In [1]:
%matplotlib inline

import warnings
warnings.filterwarnings('ignore')

import keras
from keras import ops as K
import keras_tuner as kt
import numpy as np
import pandas as pd
import shutil
from sklearn.model_selection import train_test_split
from sklearn.preprocessing import StandardScaler
import tensorflow as tf

import sys
sys.path.append('..')

from lib.WTTE import WTTE
from lib.utils import format_number

SEED = 42
np.random.seed(SEED)

2024-06-28 16:21:23.261287: I tensorflow/core/platform/cpu_feature_guard.cc:210] This TensorFlow binary is optimized to use available CPU instructions in performance-critical operations.
To enable the following instructions: AVX2 AVX512F AVX512_VNNI FMA, in other operations, rebuild TensorFlow with the appropriate compiler flags.


In [2]:
config = dict(
    features=[
        'plan', 'interval', 'country_es', 'country_mx', 'country_latam', 'gateway_auto',
        'failed', 'usage', 'usage_groups', 'usage_payments', 'momentum'
    ],
    params=dict(
        max_beta=2.  # Maximum beta value
    )
)

min_tte = 1  # Minimum time to event for binary classification (positive if `tte` <= `min_tte`)
max_sl = 24  # Maximum sequence length (0 = max length from data)
wlevel = 'batch'  # Level to save the weights and bias (epoch or batch)
test_size = 0.25  # Percentage of the data to use for test/validation

In [3]:
data = pd.read_csv('../files/churn-data-fit.csv')

for col in ['tp', 'ts', 'te']:
    data[col] = pd.to_datetime(data[col])

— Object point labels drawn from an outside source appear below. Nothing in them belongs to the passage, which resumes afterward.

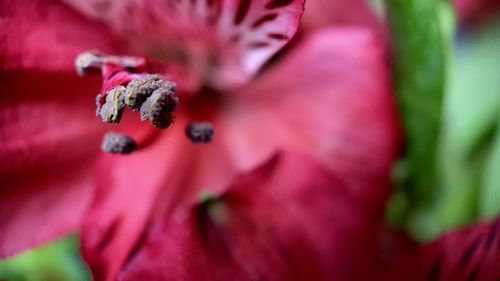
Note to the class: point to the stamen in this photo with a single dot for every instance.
(88, 63)
(112, 110)
(200, 132)
(159, 106)
(138, 90)
(118, 143)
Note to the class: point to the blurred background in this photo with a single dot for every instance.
(466, 186)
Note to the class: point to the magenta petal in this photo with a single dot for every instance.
(471, 253)
(288, 220)
(330, 97)
(49, 139)
(135, 189)
(321, 13)
(224, 42)
(45, 35)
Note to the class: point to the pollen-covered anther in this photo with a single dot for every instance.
(118, 143)
(138, 90)
(200, 132)
(89, 62)
(159, 106)
(112, 109)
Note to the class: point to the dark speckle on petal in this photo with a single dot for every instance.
(200, 132)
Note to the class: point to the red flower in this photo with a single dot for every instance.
(328, 97)
(468, 253)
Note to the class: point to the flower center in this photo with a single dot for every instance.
(127, 84)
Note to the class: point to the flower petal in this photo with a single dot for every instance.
(133, 190)
(45, 35)
(288, 220)
(331, 97)
(225, 42)
(321, 13)
(49, 139)
(471, 253)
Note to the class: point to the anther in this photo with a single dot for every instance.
(118, 143)
(159, 106)
(88, 63)
(200, 132)
(138, 90)
(112, 109)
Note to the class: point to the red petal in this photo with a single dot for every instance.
(321, 13)
(43, 34)
(471, 253)
(49, 139)
(222, 42)
(288, 220)
(133, 190)
(330, 97)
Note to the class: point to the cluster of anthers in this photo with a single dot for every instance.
(126, 84)
(148, 93)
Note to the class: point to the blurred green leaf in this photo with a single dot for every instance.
(419, 56)
(58, 261)
(470, 162)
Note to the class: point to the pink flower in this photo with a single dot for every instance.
(467, 253)
(327, 97)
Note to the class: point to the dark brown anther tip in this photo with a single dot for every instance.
(138, 90)
(159, 106)
(200, 132)
(118, 143)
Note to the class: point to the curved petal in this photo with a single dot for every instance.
(331, 98)
(49, 140)
(472, 253)
(45, 35)
(222, 42)
(133, 190)
(322, 13)
(288, 220)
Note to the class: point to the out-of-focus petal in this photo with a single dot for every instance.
(45, 35)
(222, 42)
(135, 189)
(49, 139)
(470, 11)
(330, 97)
(321, 13)
(288, 220)
(471, 253)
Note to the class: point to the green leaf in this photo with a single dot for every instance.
(419, 71)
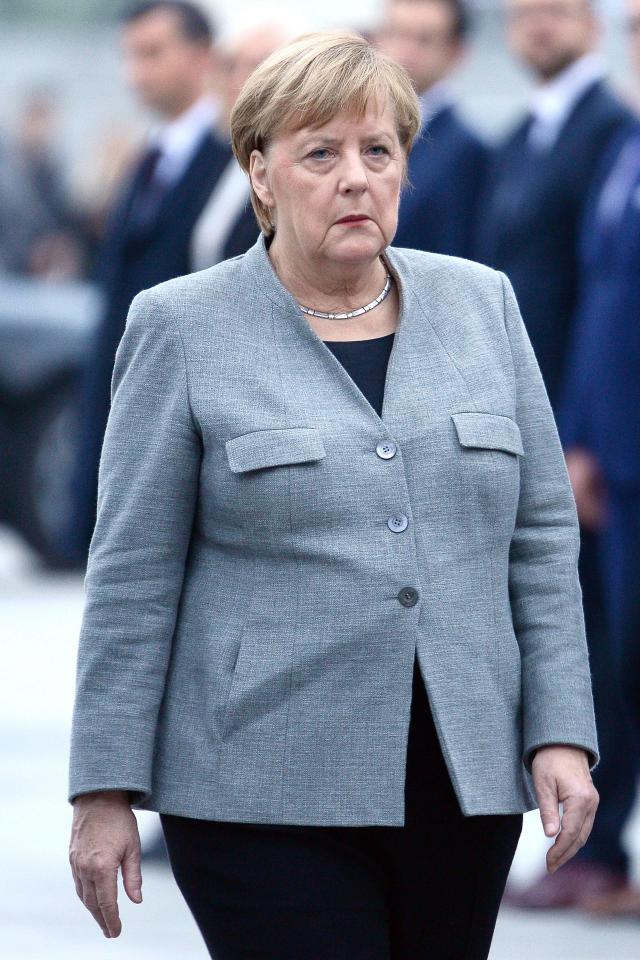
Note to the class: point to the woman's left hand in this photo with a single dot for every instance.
(561, 775)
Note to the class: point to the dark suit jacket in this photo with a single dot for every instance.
(130, 260)
(600, 407)
(243, 235)
(529, 215)
(446, 168)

cs = (data.sort_values(['id', 'tfs']).groupby('id')['tte'].last() < 0).value_counts().sort_index().astype(float)
print('Total Customers: {} | Censored: {} | Non-censored: {} | Censored Rate {}%'.format(
    format_number(cs.sum()),
    format_number(cs[1]),
    format_number(cs[0]),
    format_number(100 * cs[1] / cs.sum(), 2)
))

data

Total Customers: 11.069 | Censored: 2.678 | Non-censored: 8.391 | Censored Rate 24,19%


Unnamed: 0,cid,id,tp,tfs,tte,ts,te,employees,mrr,value,...,usage_avg,usage_groups_avg,usage_payments_avg,paid_periods,failed_periods,active_periods,momentum,months,failed_ratio,usage_diff
0,51b46d18c4de615d0f000019,1,2017-07-01,4.0,-1.0,2017-03-01,NaT,1,26.58,159.50,...,2.00,0.0,0.0,0.0,0.0,1.0,0.00,4.0,,0.00
1,51b46d18c4de615d0f000019,1,2017-08-01,5.0,-1.0,2017-03-01,NaT,1,26.58,159.50,...,2.00,0.0,0.0,0.0,0.0,2.0,1.20,5.0,,0.00
2,51b46d18c4de615d0f000019,1,2017-09-01,6.0,-1.0,2017-03-01,NaT,1,26.58,239.25,...,2.00,0.0,0.0,1.0,0.0,3.0,-3.14,6.0,0.0,0.00
3,51b46d18c4de615d0f000019,1,2017-10-01,7.0,-1.0,2017-03-01,NaT,1,26.58,239.25,...,1.75,0.0,0.0,1.0,0.0,3.0,-13.60,7.0,0.0,-0.75
4,51b46d18c4de615d0f000019,1,2017-11-01,8.0,-1.0,2017-03-01,NaT,1,26.58,239.25,...,1.60,0.0,0.0,1.0,0.0,3.0,-18.57,8.0,0.0,-0.60
...,...,...,...,...,...,...,...,...,...,...,...,...,...,...,...,...,...,...,...,...,...
201230,66633bcee489710bb6afe3d9,11065,2024-06-01,0.0,-1.0,2024-06-01,NaT,1,101.97,101.97,...,0.00,0.0,0.0,1.0,0.0,0.0,0.00,0.0,0.0,0.00
201231,666346aee489710bb6afead3,11066,2024-06-01,0.0,-1.0,2024-06-01,NaT,1,40.00,40.00,...,0.00,0.0,0.0,1.0,0.0,0.0,0.00,0.0,0.0,0.00
201232,66634aea1e0bd65a73bf4f2f,11067,2024-06-01,0.0,-1.0,2024-06-01,NaT,1,46.62,46.62,...,0.00,0.0,0.0,1.0,0.0,0.0,0.00,0.0,0.0,0.00
201233,666388b3e489710bb6b00925,11068,2024-06-01,0.0,-1.0,2024-06-01,NaT,1,60.19,60.19,...,0.00,0.0,0.0,1.0,0.0,0.0,0.00,0.0,0.0,0.00


In [4]:
d_split = data.sort_values(['id', 'tp']).groupby('id')['tte'].last().reset_index()
d_split['censored'] = d_split['tte'] < 0

d_train, d_test = train_test_split(
    d_split,
    test_size=test_size,
    shuffle=True,
    stratify=d_split['censored'].astype(int),
    random_state=SEED
)

cs_train = d_train['censored'].value_counts().sort_index().astype(float)
cs_test = d_test['censored'].value_counts().sort_index().astype(float)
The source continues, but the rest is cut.